The ever-effervescent Mike Lupica's glass is half-full:
"Thanks to Johan Santana's superb spring debut, the NY Mets have hope for 2012," reads the headline.
"Hope" to finish within 20 games of Philly? Perhaps. Lupica is kind of vague with the numbers, so it's hard to tell:
"If Santana can come all the way back and be the Mets’ Opening Day starter, be something close to what he was before he tore up his shoulder, then maybe the Mets can be a team to watch again. And maybe, with everything stacked against them the way it is, they can be a team in which Mets fans can invest not just their money, but the belief that maybe things can get better, after 5½ years of what feels like a Biblical plague since Molina hit that Game 7 home run and Carlos Beltran took a called strike three with the season on the bases at old Shea Stadium."
Look, man, Mets fans follow the Mets and Yankee fans follow the Yankees.
I don't know what Carlos Beltran has to do with anything in 2012 Mets Spring Training, but I can guarantee that I can find one million Lupica articles in the past 5 1/2 years where Lupica has implored the NY metro audience to ignore the Yankees and follow the Amazin's.

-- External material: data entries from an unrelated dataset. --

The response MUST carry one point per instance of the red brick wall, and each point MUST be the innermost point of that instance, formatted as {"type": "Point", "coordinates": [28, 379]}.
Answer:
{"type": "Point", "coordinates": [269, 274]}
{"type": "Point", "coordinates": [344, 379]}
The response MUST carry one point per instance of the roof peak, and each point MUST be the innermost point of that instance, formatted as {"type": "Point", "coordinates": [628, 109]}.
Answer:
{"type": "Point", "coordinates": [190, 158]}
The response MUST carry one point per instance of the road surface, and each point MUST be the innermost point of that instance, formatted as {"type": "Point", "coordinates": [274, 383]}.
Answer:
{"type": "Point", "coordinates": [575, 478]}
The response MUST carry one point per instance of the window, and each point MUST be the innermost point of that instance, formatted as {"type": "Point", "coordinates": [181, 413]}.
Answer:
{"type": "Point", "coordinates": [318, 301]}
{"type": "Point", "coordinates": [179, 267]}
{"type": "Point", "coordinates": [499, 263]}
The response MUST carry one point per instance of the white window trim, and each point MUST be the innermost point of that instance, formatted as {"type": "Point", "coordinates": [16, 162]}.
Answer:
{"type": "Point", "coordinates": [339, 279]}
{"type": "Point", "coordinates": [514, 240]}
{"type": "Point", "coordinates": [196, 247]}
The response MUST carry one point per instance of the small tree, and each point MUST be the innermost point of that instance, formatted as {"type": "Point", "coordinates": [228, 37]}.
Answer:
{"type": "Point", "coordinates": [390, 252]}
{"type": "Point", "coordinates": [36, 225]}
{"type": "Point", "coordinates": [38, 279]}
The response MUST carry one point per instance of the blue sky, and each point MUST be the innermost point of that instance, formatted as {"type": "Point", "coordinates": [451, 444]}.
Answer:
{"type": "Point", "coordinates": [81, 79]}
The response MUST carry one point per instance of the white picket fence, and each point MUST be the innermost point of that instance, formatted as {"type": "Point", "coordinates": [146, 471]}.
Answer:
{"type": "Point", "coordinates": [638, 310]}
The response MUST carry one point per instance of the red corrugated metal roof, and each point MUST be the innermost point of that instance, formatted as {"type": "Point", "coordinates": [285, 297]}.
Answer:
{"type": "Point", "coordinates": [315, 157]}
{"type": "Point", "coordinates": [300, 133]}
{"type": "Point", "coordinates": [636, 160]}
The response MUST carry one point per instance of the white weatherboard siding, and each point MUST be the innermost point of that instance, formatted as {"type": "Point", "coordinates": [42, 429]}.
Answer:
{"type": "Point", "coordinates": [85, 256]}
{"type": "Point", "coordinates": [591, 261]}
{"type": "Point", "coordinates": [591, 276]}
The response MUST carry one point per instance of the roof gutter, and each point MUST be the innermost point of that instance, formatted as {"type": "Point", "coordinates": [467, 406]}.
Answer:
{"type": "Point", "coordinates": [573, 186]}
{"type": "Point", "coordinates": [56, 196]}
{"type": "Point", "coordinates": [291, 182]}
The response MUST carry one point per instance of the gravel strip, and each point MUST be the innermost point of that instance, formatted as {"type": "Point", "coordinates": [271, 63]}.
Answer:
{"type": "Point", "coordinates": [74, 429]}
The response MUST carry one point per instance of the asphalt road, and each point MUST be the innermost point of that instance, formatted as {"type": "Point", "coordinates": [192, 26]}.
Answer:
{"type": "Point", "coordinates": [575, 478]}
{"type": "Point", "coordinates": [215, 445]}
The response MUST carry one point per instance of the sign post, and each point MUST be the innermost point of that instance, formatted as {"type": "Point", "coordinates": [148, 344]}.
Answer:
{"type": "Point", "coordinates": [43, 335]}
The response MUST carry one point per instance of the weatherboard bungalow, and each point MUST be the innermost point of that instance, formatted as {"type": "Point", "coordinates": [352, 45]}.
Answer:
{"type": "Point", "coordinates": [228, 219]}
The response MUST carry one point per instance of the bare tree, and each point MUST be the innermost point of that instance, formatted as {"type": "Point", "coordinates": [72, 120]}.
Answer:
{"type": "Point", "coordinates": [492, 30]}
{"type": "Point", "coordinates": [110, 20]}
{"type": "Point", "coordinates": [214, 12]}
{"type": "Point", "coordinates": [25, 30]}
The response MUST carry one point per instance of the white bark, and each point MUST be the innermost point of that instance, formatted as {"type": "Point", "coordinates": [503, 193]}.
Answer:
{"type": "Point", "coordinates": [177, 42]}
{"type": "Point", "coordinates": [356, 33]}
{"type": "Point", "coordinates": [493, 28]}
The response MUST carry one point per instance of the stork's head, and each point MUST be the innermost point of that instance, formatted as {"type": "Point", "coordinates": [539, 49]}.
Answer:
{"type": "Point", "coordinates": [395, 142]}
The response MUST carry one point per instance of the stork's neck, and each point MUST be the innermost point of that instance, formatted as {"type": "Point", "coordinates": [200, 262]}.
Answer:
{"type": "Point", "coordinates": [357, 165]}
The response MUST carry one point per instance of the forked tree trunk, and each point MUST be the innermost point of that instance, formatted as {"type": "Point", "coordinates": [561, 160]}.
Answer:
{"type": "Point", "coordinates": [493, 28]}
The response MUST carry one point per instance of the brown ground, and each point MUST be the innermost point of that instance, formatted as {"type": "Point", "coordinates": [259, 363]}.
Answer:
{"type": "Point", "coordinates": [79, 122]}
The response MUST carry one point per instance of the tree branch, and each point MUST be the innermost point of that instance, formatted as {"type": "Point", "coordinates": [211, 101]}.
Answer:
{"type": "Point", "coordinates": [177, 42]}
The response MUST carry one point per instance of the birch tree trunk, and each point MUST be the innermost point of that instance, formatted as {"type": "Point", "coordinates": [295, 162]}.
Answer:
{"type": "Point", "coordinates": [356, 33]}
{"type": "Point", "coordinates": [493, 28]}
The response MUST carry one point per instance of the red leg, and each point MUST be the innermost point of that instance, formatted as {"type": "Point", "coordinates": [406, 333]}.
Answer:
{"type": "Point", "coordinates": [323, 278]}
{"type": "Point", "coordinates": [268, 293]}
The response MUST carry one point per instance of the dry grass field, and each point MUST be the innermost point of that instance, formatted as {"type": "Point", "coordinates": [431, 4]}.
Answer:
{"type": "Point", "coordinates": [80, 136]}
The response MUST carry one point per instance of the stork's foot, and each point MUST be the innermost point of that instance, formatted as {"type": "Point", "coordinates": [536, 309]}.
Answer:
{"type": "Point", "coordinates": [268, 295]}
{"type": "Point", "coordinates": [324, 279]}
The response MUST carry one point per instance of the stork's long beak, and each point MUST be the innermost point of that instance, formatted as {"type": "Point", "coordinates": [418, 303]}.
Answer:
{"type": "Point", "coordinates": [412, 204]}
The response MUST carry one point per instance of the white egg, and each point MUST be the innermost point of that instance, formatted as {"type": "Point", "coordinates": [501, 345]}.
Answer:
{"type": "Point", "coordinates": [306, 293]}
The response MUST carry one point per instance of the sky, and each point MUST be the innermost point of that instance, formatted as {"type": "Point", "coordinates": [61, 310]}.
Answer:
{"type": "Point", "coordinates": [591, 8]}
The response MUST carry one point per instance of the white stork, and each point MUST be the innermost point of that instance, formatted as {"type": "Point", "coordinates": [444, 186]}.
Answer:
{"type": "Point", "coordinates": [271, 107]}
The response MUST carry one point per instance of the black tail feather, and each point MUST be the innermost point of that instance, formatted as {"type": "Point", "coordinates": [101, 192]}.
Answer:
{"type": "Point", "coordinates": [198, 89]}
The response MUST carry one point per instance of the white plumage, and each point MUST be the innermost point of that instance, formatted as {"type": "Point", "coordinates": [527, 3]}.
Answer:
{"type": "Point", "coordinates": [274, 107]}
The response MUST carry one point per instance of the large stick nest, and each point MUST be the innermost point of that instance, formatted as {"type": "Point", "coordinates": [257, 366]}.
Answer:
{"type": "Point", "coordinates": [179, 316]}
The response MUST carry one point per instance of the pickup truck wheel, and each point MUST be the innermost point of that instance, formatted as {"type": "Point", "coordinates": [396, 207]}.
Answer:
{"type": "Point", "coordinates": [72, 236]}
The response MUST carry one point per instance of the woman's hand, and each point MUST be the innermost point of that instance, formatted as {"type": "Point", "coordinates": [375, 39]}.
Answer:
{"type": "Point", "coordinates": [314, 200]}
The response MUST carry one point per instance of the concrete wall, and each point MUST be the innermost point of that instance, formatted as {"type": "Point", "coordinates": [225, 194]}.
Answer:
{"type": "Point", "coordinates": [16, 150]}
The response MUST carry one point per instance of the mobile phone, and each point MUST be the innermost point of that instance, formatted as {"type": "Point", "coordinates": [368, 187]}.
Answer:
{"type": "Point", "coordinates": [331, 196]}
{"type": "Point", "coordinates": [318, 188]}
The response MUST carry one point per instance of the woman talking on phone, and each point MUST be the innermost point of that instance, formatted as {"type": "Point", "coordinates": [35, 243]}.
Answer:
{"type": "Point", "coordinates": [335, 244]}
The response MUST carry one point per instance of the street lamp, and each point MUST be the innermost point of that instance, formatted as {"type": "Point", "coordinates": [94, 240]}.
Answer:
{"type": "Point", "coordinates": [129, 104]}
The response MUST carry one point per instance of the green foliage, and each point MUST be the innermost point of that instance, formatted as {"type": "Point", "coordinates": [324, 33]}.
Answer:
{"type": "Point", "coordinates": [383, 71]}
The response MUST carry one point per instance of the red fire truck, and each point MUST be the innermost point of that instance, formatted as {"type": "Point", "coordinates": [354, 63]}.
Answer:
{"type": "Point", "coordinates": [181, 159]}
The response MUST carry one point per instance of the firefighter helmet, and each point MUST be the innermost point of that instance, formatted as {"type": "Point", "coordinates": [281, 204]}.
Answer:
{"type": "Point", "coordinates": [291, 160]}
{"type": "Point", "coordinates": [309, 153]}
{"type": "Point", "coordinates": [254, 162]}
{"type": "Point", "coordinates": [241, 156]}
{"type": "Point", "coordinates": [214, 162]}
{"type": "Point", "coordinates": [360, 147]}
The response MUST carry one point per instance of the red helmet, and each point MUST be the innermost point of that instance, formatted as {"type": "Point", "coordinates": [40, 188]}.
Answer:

The whole time it was a Biblical plague. Rooting for the Fightin' Terrys of 2011 was analogous with the death of your firstborn son.
Was Lupica lying then or is Lupica lying now?
"So Rakoff basically says that he and the jury get to decide this thing now and, oh by the way, good luck to Picard. Only in the New York Times, of course, out of all the papers who gave Rakoff’s ruling big coverage, was this somehow viewed as a rousing triumph for the trustee, mostly because it fit the Picard-driven narrative of this story presented in that paper from the start.
So Rakoff and jury will decide, once and for all, if they believe Wilpon and Katz were 'willfully blind' to what Madoff was doing with their money and everybody else’s. Then once the trial is over, we finally begin to find out how — and if — the Mets move forward from every bad thing that has happened to them since Game 7 of 2006, and that includes Johan Santana’s left shoulder.
So Mike Lupica, Esquire, thinks a tort is a dessert you eat at Sunday brunch.
So Mike Lupica wants to give legal analysis. Based on Lupica's track record, this article is the one place on the entire planet where I can guarantee the information regarding the Madoff trial is incorrect and the conclusions are misguided.
So Mike Lupica.
"He came back and pitched two innings Tuesday. Twenty-nine pitches. Couple of sweet changeups, some fastballs he put where he wanted them. You can understand why it felt like more in Port St. Lucie."
No, I was hoping you could explain why these two Spring Training innings felt like more.
Then I read your article. However , you did not explain this in a way that I could understand. It just sounded like a weird Mets Fan Boy unwilling to admit the likelihood of his team's last-place finish in 2012.
Jeff Passan's glass of Santana is half-empty:
"There is quite literally a hidden beauty in baseball, one nobody has seen live or ever will because it takes place beneath the skin. The shoulder is a fascinating beast, untamed, undefeated. Players receive injections with stem cells made of their own fat and steal a tendon from their wrist to fix their elbow and still, no one has solved the shoulder, at least not with any level of certainty. It is baseball’s Moby Dick."
Moby Dick is a great white whale ... but I don't see why you had to bring Joba Chamberlain into it.
"At the moment, Johan Santana looks like little more than another iffy candidate. Tuesday in Port St. Lucie, Fla., he threw 29 pitches over two shutout innings against the St. Louis Cardinals in his first action against major-league hitters since Sept. 2, 2010. Less than two weeks after that start, Santana underwent surgery on his left shoulder for an anterior capsule tear. He tried returning in August 2011. After five Class A innings, his shoulder barked no.
That the New York Mets still have him penciled in for an opening-day start this season is either a reflexive response to the painful salaries they owe him for the next two years – $54.5 million, assuming they turn down a 2014 club option – or extreme faith in something with little history to warrant it. The list of pitchers who returned from capsule-tear surgery to anything near their previous level reads like this:
It killed Mark Prior’s career, slowed down Chien-Ming Wang’s, halted Pedro Feliciano’s and derailed dozens more before doctors could identify the exact problem. It’s why when pitchers go in for MRIs, they beg for the doctor to say: 'Elbow.' "
Just how many games is he going to win to give the Mets hope?